À ses yeux, le lien entre la Mine n°13 et les bêtes démonisées était très étroit. On pourrait peut-être y trouver ces fameux minéraux radioactifs, et il avait donc toutes les raisons d'aller voir.
En l'entendant, le tenancier haussa un sourcil, visiblement surpris, et confirma : « Vous êtes sérieux ? Vous voulez vraiment trouver le propriétaire de la Mine n°13 ? »
« Oui, y a-t-il un problème ? »
« Aucun.
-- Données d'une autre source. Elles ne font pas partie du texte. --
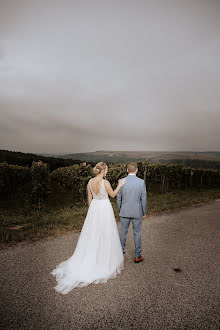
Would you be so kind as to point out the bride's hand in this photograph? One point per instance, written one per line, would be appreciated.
(122, 182)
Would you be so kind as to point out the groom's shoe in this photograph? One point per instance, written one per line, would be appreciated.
(136, 260)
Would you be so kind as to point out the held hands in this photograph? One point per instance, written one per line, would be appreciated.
(121, 182)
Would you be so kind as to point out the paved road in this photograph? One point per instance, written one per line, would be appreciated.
(149, 295)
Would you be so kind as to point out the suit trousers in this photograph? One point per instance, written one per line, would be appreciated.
(137, 226)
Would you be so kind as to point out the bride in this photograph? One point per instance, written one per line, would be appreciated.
(98, 254)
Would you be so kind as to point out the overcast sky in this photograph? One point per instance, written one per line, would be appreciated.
(79, 76)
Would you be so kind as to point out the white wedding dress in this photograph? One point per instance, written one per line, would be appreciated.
(98, 254)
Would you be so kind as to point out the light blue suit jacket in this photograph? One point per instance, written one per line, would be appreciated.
(132, 198)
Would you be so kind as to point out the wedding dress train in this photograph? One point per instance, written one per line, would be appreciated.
(98, 254)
Je tenais juste à vous dire qu'inutile de le chercher ; il est là, dans cette taverne », répondit le tenancier.
« Dans cette taverne ? Où ? » demanda Richard.
« Là-bas, c'est cette personne », le tenancier ne fit pas de mystère et désigna un point au loin.
Richard suivit la direction du doigt et aperçut celui qu'on lui montrait : l'ivrogne qu'il avait remarqué plus tôt, attablé dans un coin.
« C'est lui ? » Richard douta un peu. « En tant que propriétaire de mine, comment peut-il être si misérable, avoir une mine pire que n'importe quel mineur ? Serait-ce à cause du massacre de la mine ? »
« Oui, c'est à cause du massacre de la mine », dit le tenancier. « Il s'appelle Waltz. J'ai entendu dire qu'au départ c'était un gueux. Mais après qu'une fortune mystérieuse lui a souri, il a soudain gagné une grosse somme, acheté la Mine n°13, et est devenu propriétaire de mine.
Un tel personnage était un parvenu. Naturellement, il n'avait pas peu d'argent, mais pas non plus énormément, faute de compétences en gestion, et surtout, il n'avait aucune assise. Son actif principal était la Mine n°13, qui fut ruinée après le massacre, tarissant sa source de revenus principale.
Les familles des gardes morts au massacre ne le laisseraient pas tranquille, réclamant d'énormes dédommagements qui vidèrent ses économies. Les concurrents ne firent pas de cadeau non plus, profitant de l'occasion pour le manœuvrer, ce qui le mena à la banqueroute en quelques coups.
Vous voyez, maintenant il noie son chagrin dans l'alcool chaque jour, totalement ruiné, évité de tous. Je le trouvais correct au début, il payait toujours ses consommations. Mais récemment, il a commencé à s'endetter, ce qui m'a valu plusieurs engueulades du patron, donc je n'ai plus une bonne opinion de lui non plus. »
« Je vois. » Après l'explication du tenancier, Richard hocha la tête et se mit en route vers Waltz, au loin.